SAFETY experts have welcomed moves to cut the risk for children travelling on school transport.

New contracts being brought in by Darlington Borough Council will ensure that all vehicles used by primary school youngsters will be fitted with seatbelts.

The change will come into force from September next year, following North Yorkshire County Council's decision to switch to seatbelt-only vehicles, and represents another major victory for The Northern Echo's School Seatbelt Scandal campaign.

It will leave just four local authorities in the North-East and North Yorkshire for whom providing seatbelts is not a condition of a contract to take children to and from school.

A Darlington council spokesman said the move to seatbelt-only vehicles would happen as contracts were renewed and was part of a review of school transport.

He said: "Getting primary schoolchildren to school safely is important and it is appropriate for us to look at seatbelts as part of that."

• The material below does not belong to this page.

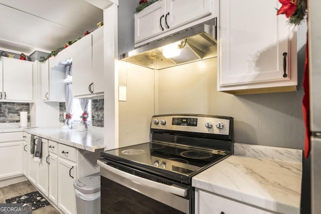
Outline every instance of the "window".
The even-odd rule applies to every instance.
[[[88,124],[91,123],[91,100],[89,100],[88,103],[88,118],[87,119]],[[72,108],[72,122],[80,123],[82,120],[80,116],[82,115],[83,111],[81,109],[79,99],[74,99],[74,106]]]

He said belts were fitted on vehicles on four of the council's five school routes and, from September next year would be introduced on the fifth, taking children from Sadberge and Middleton St George to St Augustine's, in Darlington.

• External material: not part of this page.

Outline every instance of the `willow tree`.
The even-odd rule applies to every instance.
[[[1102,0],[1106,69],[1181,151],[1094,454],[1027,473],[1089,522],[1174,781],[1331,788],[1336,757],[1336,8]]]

The change to seatbelt-only vehicles will not cost the authority any more than the existing contract, he said.

A spokesman for the Royal Society for the Prevention of Accidents said that it applauded Darlington's decision.

He said: "Our ideal is to have a seatbelt on every seat that is safe and we welcome local authorities taking this step.

"I hope parents in those areas where seatbelts are not available will put pressure on local authorities to make sure their children get the same level of service."

Darlington's decision means Durham, Hartlepool, Stockton and York are the only local authorities which do not insist on seatbelts for vehicles on primary school routes.

A Durham County Council spokesman said only about 200 of the 2,500 primary children who use school transport did not use vehicles fitted with seatbelts. But he said there were no plans to ensure buses with seatbelts were used for these children.

A York City Council spokesman said it had no plans to force operators to supply contract buses with seatbelts.

Stockton and Hartlepool borough councils both said they were reviewing their school transport provision.